Britisches Unterhaus votiert gegen Sterbehilfegesetz

Ein neuer Anlauf zur Legalisierung der Sterbehilfe in England und Wales ist gescheitert. Das britische Unterhaus lehnte einen entsprechenden Gesetzentwurf ab.
Von Norbert Schäfer
Palace of Westminster

Das britische Unterhaus hat einen Gesetzentwurf zur Legalisierung der Sterbehilfe in England und Wales abgelehnt. Nach einer emotional geführten Debatte fand die Vorlage keine Mehrheit. Der Entwurf sah vor, todkranken Erwachsenen unter bestimmten Voraussetzungen Sterbehilfe zu ermöglichen. Voraussetzung wäre unter anderem eine prognostizierte Lebenserwartung von weniger als sechs Monaten gewesen. Bislang ist die Beihilfe zum Suizid in Großbritannien strafbar.

Die Entscheidung überrascht, weil das Unterhaus sich noch 2025 grundsätzlich für eine entsprechende Regelung ausgesprochen hatte. Der damalige Gesetzentwurf passierte im Juni das Unterhaus und wurde anschließend dem Oberhaus vorgelegt. Dort wurde die Gesetzesinitiative wegen zahlreicher Änderungsanträge jedoch nicht bis zur erforderlichen dritten Lesung gebracht. Das Gesetzgebungsverfahren stockte.

Die Labour-Abgeordnete Lauren Edwards brachte deshalb einen nahezu identischen Gesetzentwurf erneut ins Unterhaus ein. Dieser scheiterte am Freitag nach Angaben der BBC mit 270 gegen 286 Stimmen. Der eingebrachte Gesetzentwurf der Labour-Abgeordneten wird damit vermutlich in der laufenden Legislaturperiode nicht weiter vorangetrieben.

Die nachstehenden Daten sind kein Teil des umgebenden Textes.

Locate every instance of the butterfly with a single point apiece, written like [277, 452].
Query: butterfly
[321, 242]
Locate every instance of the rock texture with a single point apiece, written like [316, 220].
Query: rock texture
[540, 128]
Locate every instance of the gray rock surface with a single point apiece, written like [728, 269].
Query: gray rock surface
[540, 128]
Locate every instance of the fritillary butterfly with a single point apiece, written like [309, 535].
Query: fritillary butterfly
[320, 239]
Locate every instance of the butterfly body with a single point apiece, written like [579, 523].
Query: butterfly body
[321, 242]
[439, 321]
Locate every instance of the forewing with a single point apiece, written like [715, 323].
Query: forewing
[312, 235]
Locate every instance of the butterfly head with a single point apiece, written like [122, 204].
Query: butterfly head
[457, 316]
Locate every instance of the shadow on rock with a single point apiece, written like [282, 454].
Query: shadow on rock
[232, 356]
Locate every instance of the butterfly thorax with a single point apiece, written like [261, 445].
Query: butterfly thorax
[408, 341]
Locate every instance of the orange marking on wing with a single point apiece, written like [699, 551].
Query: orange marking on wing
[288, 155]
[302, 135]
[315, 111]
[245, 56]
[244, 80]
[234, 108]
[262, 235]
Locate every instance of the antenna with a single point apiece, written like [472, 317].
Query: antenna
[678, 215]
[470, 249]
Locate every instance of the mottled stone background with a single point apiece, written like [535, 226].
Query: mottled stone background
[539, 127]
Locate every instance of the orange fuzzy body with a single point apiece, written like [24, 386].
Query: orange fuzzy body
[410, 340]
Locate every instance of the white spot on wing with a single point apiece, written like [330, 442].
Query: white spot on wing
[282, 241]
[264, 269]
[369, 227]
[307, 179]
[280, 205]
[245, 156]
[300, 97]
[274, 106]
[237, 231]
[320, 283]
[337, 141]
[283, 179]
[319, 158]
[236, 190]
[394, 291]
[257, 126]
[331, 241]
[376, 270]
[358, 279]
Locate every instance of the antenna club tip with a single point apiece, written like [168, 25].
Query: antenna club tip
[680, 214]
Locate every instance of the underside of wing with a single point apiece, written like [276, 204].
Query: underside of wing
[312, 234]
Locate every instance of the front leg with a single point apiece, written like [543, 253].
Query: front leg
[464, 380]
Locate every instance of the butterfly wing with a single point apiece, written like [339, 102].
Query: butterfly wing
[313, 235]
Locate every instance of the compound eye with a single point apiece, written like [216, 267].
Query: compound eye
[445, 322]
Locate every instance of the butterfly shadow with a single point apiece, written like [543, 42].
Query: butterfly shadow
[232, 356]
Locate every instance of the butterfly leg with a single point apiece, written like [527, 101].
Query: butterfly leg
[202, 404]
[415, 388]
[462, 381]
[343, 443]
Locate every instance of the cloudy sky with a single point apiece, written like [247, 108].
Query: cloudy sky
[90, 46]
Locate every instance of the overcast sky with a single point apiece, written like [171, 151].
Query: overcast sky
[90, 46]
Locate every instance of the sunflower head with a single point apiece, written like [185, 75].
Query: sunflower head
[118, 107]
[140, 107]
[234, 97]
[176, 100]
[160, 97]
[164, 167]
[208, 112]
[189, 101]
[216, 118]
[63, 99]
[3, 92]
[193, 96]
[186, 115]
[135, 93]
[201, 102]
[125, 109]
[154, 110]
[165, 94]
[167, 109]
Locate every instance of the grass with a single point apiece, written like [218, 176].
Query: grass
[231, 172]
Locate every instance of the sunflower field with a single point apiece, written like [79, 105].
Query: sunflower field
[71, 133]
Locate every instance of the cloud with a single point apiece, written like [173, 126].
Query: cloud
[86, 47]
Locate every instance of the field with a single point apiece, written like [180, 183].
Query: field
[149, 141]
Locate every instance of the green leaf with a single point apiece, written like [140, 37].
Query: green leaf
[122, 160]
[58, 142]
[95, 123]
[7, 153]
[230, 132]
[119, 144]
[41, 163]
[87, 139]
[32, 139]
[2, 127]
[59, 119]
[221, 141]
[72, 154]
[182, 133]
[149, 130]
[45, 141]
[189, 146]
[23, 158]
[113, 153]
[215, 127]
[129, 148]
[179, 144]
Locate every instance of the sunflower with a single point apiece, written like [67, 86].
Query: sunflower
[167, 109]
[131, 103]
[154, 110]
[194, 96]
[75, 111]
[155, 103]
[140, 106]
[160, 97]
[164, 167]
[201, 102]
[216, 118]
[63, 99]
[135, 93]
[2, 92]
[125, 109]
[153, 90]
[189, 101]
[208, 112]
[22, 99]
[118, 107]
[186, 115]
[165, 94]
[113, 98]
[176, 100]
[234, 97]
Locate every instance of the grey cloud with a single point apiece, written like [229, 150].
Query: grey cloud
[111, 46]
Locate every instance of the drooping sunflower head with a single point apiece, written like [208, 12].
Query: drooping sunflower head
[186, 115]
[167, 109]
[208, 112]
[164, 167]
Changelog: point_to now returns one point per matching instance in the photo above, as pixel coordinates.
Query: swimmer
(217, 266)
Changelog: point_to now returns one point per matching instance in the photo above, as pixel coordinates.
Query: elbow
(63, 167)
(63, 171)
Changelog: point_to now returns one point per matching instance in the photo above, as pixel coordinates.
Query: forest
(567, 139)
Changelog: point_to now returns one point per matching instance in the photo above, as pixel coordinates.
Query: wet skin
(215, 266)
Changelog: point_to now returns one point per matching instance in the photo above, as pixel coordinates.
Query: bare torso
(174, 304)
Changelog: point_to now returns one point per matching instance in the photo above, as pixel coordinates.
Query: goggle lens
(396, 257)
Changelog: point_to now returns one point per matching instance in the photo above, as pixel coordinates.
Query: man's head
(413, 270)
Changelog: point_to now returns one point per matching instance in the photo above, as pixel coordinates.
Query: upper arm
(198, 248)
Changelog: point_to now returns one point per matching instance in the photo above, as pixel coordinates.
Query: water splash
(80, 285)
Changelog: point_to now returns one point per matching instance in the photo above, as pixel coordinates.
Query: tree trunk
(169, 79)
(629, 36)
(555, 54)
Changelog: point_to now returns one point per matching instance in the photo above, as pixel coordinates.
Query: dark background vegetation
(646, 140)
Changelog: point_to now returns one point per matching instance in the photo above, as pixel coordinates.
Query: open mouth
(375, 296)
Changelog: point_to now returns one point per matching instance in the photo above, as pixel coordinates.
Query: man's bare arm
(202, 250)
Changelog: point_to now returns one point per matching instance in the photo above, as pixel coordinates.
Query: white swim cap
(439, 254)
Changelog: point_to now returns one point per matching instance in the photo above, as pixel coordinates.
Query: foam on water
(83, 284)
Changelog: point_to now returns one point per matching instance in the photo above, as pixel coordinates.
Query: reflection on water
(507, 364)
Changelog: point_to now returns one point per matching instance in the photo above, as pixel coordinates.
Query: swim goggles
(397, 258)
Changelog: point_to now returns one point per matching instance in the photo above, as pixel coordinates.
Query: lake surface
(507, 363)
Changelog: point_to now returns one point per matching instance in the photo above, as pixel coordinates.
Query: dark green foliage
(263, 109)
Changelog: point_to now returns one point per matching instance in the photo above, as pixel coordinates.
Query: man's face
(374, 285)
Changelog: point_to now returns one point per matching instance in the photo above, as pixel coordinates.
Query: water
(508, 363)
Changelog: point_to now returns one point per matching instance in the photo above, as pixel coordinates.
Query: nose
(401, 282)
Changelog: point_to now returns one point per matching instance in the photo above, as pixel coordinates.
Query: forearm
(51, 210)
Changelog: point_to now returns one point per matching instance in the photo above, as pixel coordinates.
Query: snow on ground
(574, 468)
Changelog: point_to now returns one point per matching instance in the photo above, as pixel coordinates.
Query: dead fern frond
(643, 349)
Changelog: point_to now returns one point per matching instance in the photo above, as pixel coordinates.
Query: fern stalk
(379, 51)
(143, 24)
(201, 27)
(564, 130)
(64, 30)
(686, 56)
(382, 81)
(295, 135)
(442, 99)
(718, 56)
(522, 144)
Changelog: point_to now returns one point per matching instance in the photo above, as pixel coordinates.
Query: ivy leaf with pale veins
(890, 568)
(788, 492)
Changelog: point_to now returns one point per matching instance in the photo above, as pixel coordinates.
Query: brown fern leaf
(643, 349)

Kirchen begrüßen Parlamentsentscheidung

Die Church of England begrüßte ausdrücklich die Abstimmung. Die Bischöfin von Newcastle, Helen-Ann Hartley, erklärte noch am selben Tag: „Ich bin erleichtert, dass der Gesetzentwurf zur Sterbehilfe heute abgelehnt wurde.“ Hartley lobte in einer Stellungnahme, dass die Abgeordneten die zuvor im House of Lords geäußerten Bedenken ernst genommen hätten. Zugleich forderte sie, die nun entstandene Gelegenheit für eine nachhaltige Verbesserung der Palliativ-, Sterbe- und Sozialversorgung zu nutzen.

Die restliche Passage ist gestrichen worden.